The ghost in Tucker

 

LING BESEICKER / THE FLAT HAT

If you ever hear nails scraping a chalkboard on the third floor of Tucker Hall, your best bet is to drop your books and run. The Tucker ghost is one study buddy that you can do without. 

“She’s one of the most popular ghosts on campus, and frequently finds her way as a subject into student short films and other creative works over the past 20 years,” former independent ghost tour guide Adam Stackhouse ’04 said in an email. “Haunts supposedly come in the form of windows opening and the sound of fingernails on the chalkboard.”

Campus lore paints a blurry picture of the academic phantom. Stackhouse’s tale involved the alleged suicide of a female student in Room 301 during the 1980s. Even darker versions of the story include multiple suicides, with subsequent victims leaving notes reading, “She made me do it.”

SARAH THORENSEN / THE FLAT HAT

Supposedly, if she catches you studying in Tucker Hall, she might ask you how you’re doing. Be careful; an affirmative response will likely prompt a violent ghostly tantrum.

SARAH THORENSEN / THE FLAT HAT

Tucker Hall is one of the stops on the College Company’s Halloween fundraiser tour.
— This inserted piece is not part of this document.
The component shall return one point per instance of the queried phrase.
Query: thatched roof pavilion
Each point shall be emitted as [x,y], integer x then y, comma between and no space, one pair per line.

Company President and ghost tour guide Caitlin Hartnett ’15 isn’t too worried about confronting a potentially dangerous ghost.

“A few other tour guides and I are fans of TV shows like Buffy and Supernatural, so anyone who knows those [shows] knows what that means,”  Hartnett said.

Compared to the older phantoms of Colonial Williamsburg and Ancient Campus, the Tucker Hall ghost is one of the College of William and Mary’s younger specters.

DANI ARON-SCHIAVONE / THE FLAT HAT

“Since the building was built in 1909 and put to so many uses, I wouldn’t be surprised if something occurred there that left a lasting impression,” Colonial Williamsburg Foundation Research Historian and Associate of the Omohundro Institute for Early American History and Culture Dr. Taylor Stoermer said. “I doubt it would be haunted by its namesake, St. George Tucker, who was rumored to have been as dull as dishwater. You’d have one boring ghost on your hands.”

One account involved students completing a video project in Tucker in 2007. Supposedly, they picked up ominous and disturbing footage with their equipment. Long-time guide with the Original Candlelight Ghost Tours of Williamsburg Heidi Hartwiger speculated that unfinished business might be the reason for the ghost’s alleged haunting of Tucker.

LING BESEICKER / THE FLAT HAT

“She probably didn’t get to say goodbye to her parents,” Hartwiger said. “She may have had a broken heart or unrequited love. Maybe the object of her affections didn’t even acknowledge that she was around. She might have missed a chance to spend time with him … or even a brief chance just to say hello.”

Tucker Hall’s renovations have left the ghost’s third floor haunt virtually unrecognizable. Perhaps this change has given her an opportunity to drift away and move on.

Or maybe it’s just made her angrier.